In this scheme, the HOMO is referred to as MO number 7; since 5 and 6 are π-type MOs, this corresponds to the 5σ you mentioned.
One thing we immediately note is that the carbon-centred lobe of the HOMO is very diffuse and extends far into space; much farther than any other orbital of the molecule. It is also the orbital that an acid (either proton or Lewis acid) would bond to. In Pearson’s HSAB theory, large and diffuse orbitals — often also called polarisable — are associated with soft acids or bases, as the charge per volume value is considered comparatively low. Therefore, just by looking at the size of this orbital, we can identify it as a ‘soft’ one.
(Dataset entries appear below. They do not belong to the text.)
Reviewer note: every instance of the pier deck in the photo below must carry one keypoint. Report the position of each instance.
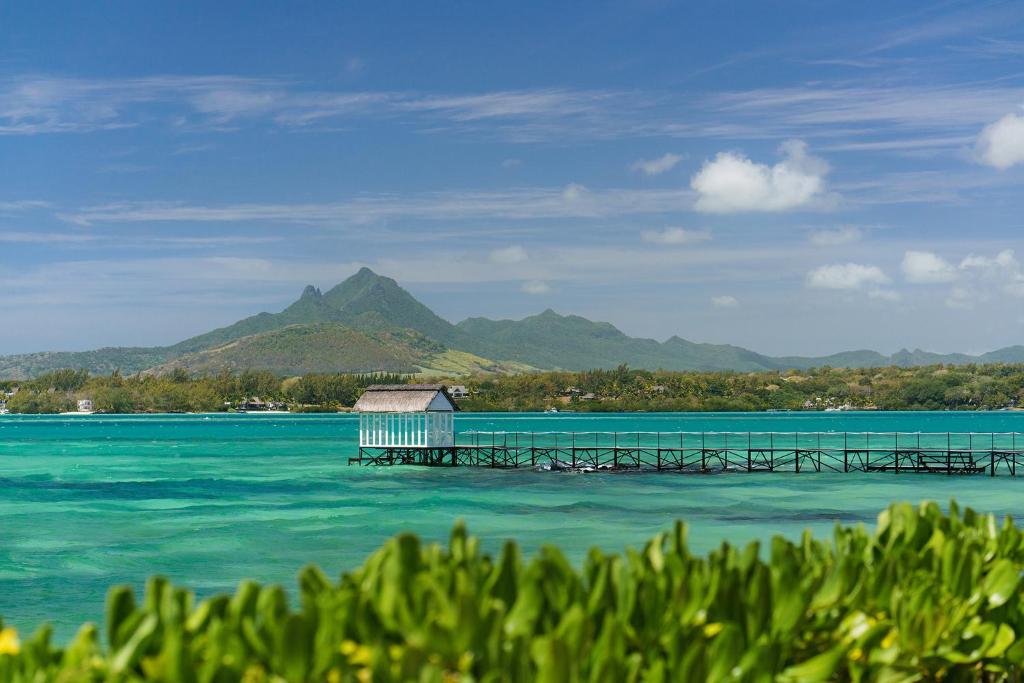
(988, 453)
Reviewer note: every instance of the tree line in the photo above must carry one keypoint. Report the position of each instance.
(932, 387)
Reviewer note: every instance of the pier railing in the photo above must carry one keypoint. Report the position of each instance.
(950, 453)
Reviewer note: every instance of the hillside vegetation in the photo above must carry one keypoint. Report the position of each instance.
(388, 330)
(933, 387)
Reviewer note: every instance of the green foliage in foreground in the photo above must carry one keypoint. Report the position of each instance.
(927, 596)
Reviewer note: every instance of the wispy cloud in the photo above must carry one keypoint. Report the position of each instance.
(45, 238)
(846, 235)
(675, 236)
(570, 202)
(657, 166)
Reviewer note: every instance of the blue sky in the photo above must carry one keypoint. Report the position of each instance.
(801, 177)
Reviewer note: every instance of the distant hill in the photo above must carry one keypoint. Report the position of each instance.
(369, 324)
(332, 347)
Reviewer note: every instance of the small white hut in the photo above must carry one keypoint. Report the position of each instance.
(406, 416)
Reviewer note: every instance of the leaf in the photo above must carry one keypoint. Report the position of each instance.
(1000, 582)
(819, 668)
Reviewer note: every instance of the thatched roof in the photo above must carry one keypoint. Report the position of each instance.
(404, 398)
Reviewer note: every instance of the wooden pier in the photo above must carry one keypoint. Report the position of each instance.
(945, 453)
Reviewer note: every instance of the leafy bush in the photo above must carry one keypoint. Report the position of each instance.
(927, 596)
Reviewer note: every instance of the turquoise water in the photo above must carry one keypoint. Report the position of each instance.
(86, 502)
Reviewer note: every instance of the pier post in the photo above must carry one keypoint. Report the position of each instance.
(749, 468)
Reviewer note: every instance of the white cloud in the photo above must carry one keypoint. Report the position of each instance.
(514, 254)
(961, 297)
(657, 166)
(733, 183)
(724, 301)
(1001, 144)
(925, 267)
(846, 276)
(1001, 271)
(885, 295)
(842, 236)
(1005, 259)
(536, 287)
(573, 193)
(675, 236)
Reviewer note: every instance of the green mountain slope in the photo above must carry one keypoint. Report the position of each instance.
(369, 301)
(370, 323)
(309, 308)
(321, 347)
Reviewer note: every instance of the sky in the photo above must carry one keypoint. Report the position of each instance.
(793, 177)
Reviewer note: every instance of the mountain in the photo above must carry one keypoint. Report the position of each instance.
(310, 308)
(332, 347)
(320, 347)
(570, 342)
(370, 323)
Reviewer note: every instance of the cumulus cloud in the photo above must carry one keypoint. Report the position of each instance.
(924, 267)
(733, 183)
(846, 276)
(842, 236)
(536, 287)
(657, 166)
(513, 254)
(725, 301)
(985, 273)
(1001, 144)
(675, 236)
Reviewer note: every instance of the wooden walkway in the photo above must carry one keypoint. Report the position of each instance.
(720, 452)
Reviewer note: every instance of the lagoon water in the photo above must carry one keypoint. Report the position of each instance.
(87, 502)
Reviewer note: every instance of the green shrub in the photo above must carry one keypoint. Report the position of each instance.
(927, 596)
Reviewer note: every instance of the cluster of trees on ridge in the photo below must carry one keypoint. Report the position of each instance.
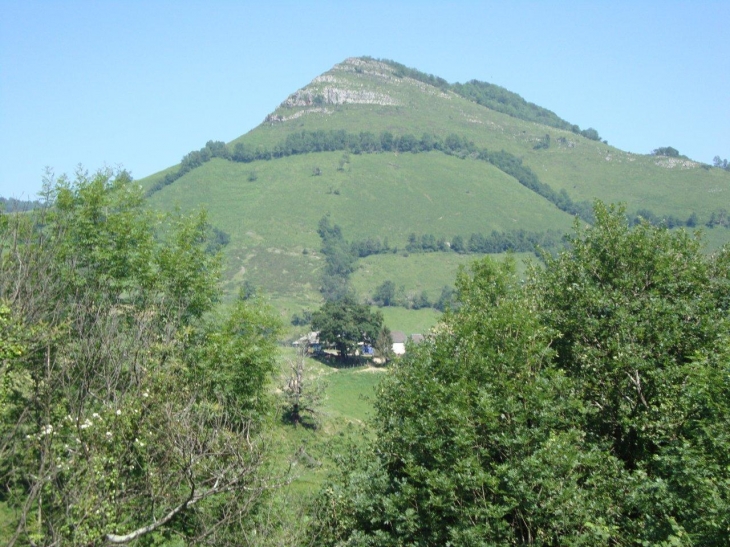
(306, 142)
(589, 405)
(494, 97)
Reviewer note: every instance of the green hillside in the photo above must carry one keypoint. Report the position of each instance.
(326, 150)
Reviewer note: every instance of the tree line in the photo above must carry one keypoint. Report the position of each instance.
(589, 405)
(495, 98)
(306, 142)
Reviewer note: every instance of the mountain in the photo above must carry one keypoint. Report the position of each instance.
(386, 152)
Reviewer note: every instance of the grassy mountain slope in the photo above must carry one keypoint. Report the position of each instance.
(271, 207)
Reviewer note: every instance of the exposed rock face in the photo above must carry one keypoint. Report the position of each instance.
(354, 81)
(336, 95)
(672, 163)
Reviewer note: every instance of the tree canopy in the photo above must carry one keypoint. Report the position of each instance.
(345, 323)
(587, 406)
(130, 406)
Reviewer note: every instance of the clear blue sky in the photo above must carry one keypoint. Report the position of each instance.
(141, 83)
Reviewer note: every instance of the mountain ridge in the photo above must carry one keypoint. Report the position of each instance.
(394, 171)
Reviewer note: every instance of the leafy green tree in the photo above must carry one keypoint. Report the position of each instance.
(130, 409)
(589, 406)
(384, 344)
(345, 323)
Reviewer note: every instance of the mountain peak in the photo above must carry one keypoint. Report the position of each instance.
(355, 81)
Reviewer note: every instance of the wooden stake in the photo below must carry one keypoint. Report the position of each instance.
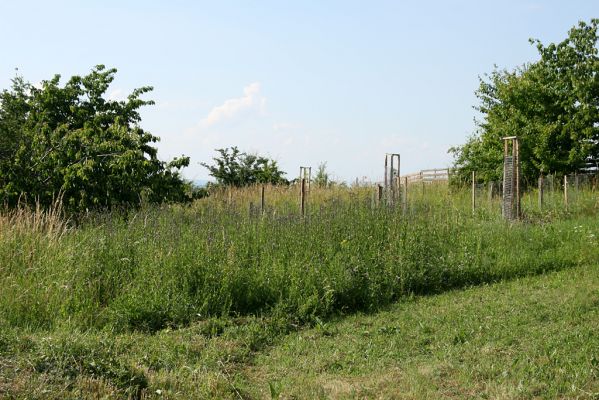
(303, 197)
(541, 192)
(262, 200)
(473, 191)
(405, 196)
(566, 191)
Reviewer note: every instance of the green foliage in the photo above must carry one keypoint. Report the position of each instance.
(72, 141)
(322, 178)
(176, 302)
(234, 168)
(552, 105)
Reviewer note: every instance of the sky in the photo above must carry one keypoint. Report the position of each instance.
(303, 82)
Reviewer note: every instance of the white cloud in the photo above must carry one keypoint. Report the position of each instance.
(284, 126)
(251, 99)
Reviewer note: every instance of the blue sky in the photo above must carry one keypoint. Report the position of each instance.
(303, 81)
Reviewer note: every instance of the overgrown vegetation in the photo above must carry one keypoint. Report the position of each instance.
(72, 142)
(550, 104)
(146, 303)
(236, 168)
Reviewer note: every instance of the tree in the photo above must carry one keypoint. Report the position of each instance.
(234, 168)
(72, 141)
(552, 105)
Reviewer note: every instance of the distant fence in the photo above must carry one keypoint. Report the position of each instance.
(428, 176)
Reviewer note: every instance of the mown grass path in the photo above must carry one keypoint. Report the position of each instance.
(536, 337)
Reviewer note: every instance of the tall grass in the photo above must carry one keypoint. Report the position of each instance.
(171, 265)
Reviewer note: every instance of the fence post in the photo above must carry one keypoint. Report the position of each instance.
(473, 191)
(405, 196)
(303, 197)
(262, 200)
(541, 191)
(566, 191)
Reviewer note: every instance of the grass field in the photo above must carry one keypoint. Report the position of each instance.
(215, 300)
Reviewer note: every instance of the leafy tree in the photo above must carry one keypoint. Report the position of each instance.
(552, 105)
(71, 140)
(234, 168)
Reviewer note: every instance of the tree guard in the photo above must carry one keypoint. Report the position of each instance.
(392, 177)
(510, 207)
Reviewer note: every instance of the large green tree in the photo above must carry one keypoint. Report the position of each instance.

It should also be explained why soft bases tend to create more stable complexes with soft acids. This is a direct consequence of the more diffuse nature of the orbital: the overlap between two orbitals (which will later form a bond) is typically best if the orbitals have similar shapes and sizes. Thus, because the HOMO has a rather diffuse lobe on carbon’s side it will prefer binding to other compounds with rather diffuse orbitals in a Lewis acid-base reaction.
That should be all that is required to explain cyanide’s behaviour under Pearson’s theory.